Kurangin Makan Makanan yang Terlalu Manis Jika Tidak Mau Terkena Penyakit ini

1.Tidak bisa berhenti makan

Leptin merupakan protein yang dibuat dalam sel-sel lemak, beredar dalam aliran darah, dan diedarkan ke otak. Leptin adalah suatu hormon penanda bahwa Anda sedang lapar atau kenyang. Sebuah studi menemukan bahwa kadar gula yang berlebihan dalam tubuh Anda akan meningkatkan risiko resistensi leptin. Akibatnya, Anda tidak akan berhenti untuk makan karena otak Anda tidak akan merasa kenyang meskipun Anda sudah makan banyak. Resistensi leptin inilah yang akan membuat Anda terus makan yang dapat berakibat pada meningkatnya risiko obesitas.
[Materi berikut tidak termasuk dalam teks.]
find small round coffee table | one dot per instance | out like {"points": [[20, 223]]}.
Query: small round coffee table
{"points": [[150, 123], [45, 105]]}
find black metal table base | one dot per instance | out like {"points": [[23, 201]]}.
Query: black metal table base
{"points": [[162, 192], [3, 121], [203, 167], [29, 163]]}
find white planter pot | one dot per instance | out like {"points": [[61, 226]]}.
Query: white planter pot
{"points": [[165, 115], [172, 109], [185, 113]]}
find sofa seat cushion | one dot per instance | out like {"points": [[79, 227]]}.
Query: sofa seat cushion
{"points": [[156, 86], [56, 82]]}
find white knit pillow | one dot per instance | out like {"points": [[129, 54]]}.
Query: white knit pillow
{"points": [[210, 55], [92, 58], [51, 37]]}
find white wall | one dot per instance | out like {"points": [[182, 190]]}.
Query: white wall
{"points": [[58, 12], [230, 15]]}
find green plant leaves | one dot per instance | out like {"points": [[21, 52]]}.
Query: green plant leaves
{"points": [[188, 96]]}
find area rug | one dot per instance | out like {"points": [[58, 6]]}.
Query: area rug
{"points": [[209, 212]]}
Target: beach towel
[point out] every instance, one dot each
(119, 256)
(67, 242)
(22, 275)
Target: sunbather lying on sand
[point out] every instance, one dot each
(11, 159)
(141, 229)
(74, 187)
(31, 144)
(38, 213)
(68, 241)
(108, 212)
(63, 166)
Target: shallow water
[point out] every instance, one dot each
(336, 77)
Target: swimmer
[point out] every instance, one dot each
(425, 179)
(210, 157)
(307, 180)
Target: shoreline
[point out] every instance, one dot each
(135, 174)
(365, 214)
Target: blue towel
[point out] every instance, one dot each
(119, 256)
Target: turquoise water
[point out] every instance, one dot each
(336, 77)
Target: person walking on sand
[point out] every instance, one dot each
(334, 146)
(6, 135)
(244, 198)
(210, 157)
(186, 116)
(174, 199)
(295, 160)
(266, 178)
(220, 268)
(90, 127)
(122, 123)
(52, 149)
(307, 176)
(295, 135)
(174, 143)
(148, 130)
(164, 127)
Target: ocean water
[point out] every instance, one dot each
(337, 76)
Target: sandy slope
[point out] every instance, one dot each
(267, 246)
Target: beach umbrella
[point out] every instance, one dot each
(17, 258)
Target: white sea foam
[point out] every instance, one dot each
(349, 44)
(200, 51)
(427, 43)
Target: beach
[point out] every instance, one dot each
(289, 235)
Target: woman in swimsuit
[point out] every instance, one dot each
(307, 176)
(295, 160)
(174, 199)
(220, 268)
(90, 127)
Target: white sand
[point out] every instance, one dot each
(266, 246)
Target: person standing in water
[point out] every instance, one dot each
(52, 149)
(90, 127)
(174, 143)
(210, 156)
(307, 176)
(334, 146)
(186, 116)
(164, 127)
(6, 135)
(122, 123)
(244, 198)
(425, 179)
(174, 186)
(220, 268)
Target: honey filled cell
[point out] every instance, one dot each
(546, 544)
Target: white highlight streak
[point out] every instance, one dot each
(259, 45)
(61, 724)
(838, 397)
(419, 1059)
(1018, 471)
2.Meningkatkan risiko diabetes dan obesitas

Robert Lustig, seorang pediatrik neuroendokrinologis, menyatakan bahwa terlalu banyak konsumsi makanan manis akan menumpuk lemak perut yang berbahaya dan membuat otak Anda selalu berpikir bahwa Anda sedang lapar. Akibatnya, timbunan lemak di bagian perut dapat menjadi tanda kesehatan yang buruk, seperti masalah peradangan dan tekanan darah tinggi. Selain itu, studi yang dilakukan oleh John L. Sievenpiper et al menyatakan bahwa kalori dalam gula jauh lebih berbahaya. Menambahkan gula dalam makanan dan minuman akan memberikan dampak yang lebih membahayakan. Fruktosa dikaitkan dengan memburuknya tingkat insulin dalam tubuh dan menyebabkan toleransi glukosa, yang merupakan faktor penentu kondisi pradiabetes ataupun obesitas.

3.Merusak jantung

Tidak hanya dapat meningkatkan risiko peningkatan berat badan, terlalu banyak makanan manis juga dapat mengembangkan penyakit jantung koroner. Studi yang diterbitkan dalam Journal of American Heart Association (2013) menemukan bahwa molekul pada gula yaitu glukosa 6-fosfat- dapat menyebabkan perubahan otot jantung yang dapat berujung pada gagal jantung. Selain itu, studi yang diterbikan dalam JAMA: Internal Medicine juga menemukan bahwa orang yang mengonsumsi gula 17-21% dari total kalori akan meningkatkan risiko penyakit kardiovaskular dibandingkan dengan orang yang mengonsumsi gula 8% dari total kalori.

4.Meningkatkan risiko kanker

Setiap sel dalam tubuh Anda membutuhkan gula (glukosa) untuk digunakan sebagai energi. Glukosa tersebut nantinya akan dialirkan ke setiap sel dalam tubuh Anda untuk meningkatkan fungsi otak. Bahkan, tanpa karbohidrat, tubuh Anda akan tetap membuat gula dari sumber lain, termasuk protein dan lemak. Sehingga jika Anda terlalu banyak mengonsumsi makanan manis, Anda akan mengalami peningkatan berat badan. Kelebihan berat badan ternyata dapat menyebabkan perubahan kadar hormon seks atau insulin yang dapat meningkatkan risiko pengembangan kanker payudara, usus besar atau kanker rahim. Selain itu, sebuah studi juga menemukan bahwa terlalu banyak asupan gula dapat meningkatkan risiko kanker tertentu, seperti kanker kerongkongan.